For Jews, the events of October 7—the worst massacre of Jews on a single day since the Holocaust—were horrifying and traumatizing. But what has happened in the three months since is also deeply unsettling, though in a different way. Much of the world, rather than offering empathy and compassion for Israel, has turned on it.

Hamas’s malevolent actions helped produce a sharp rise in anti-Semitism and in anti-Israel rallies in cities across the world. Earlier this month, the International Court of Justice in The Hague began hearing South Africa’s case accusing Israel of genocide in its war against Hamas, launched in reaction to the massacre.

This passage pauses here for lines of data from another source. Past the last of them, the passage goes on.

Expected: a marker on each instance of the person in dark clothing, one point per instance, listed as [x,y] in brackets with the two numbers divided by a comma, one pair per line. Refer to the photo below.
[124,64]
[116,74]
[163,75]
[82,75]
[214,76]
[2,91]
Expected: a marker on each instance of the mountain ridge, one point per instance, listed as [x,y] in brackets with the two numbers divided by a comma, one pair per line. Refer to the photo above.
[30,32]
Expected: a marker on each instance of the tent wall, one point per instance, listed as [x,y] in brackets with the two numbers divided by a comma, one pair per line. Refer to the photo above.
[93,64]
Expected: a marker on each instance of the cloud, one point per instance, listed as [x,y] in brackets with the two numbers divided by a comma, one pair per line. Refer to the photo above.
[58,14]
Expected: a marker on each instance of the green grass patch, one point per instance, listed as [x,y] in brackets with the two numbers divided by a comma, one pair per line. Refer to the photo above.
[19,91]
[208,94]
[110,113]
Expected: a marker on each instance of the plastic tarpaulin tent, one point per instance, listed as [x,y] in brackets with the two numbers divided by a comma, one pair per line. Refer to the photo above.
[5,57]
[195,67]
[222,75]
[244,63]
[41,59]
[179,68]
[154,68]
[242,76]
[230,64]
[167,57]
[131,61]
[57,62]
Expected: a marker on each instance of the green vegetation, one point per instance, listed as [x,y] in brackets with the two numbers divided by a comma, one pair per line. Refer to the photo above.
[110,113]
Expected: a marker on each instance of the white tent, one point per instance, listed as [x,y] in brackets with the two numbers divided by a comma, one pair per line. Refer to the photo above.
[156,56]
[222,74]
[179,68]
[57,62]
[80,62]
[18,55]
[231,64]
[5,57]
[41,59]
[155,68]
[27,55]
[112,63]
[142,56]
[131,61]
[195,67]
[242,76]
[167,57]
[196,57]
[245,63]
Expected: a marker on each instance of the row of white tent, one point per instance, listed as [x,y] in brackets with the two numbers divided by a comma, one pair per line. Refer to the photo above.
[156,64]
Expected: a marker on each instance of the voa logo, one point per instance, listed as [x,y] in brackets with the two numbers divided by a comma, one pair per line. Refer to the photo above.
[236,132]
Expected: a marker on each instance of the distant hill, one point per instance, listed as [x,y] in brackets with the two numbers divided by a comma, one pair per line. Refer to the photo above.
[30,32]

Israel was the victim of depraved attacks by an Iran-backed terror group determined to annihilate the world’s only Jewish-majority country—and yet it is Israel that is in the dock.

We’ve seen this perverse phenomenon play out in other ways as well. During the Christmas holidays, Jesus was pulled into the conflict between Israel and the Palestinians. In an Instagram post, U.S. Representative Alexandria Ocasio-Cortez drew parallels between the persecutors of Jesus and modern-day Israel. Jesus was “part of a targeted population being indiscriminately killed to protect an unjust. “Thousands of years later, right-wing forces are violently occupying Bethlehem as similar stories unfold for today’s Palestinians.” She continued, “The high Christian holiday is about honoring the precious sanctity of a family that, if the story were to unfold today, would be Jewish Palestinians,” she continued.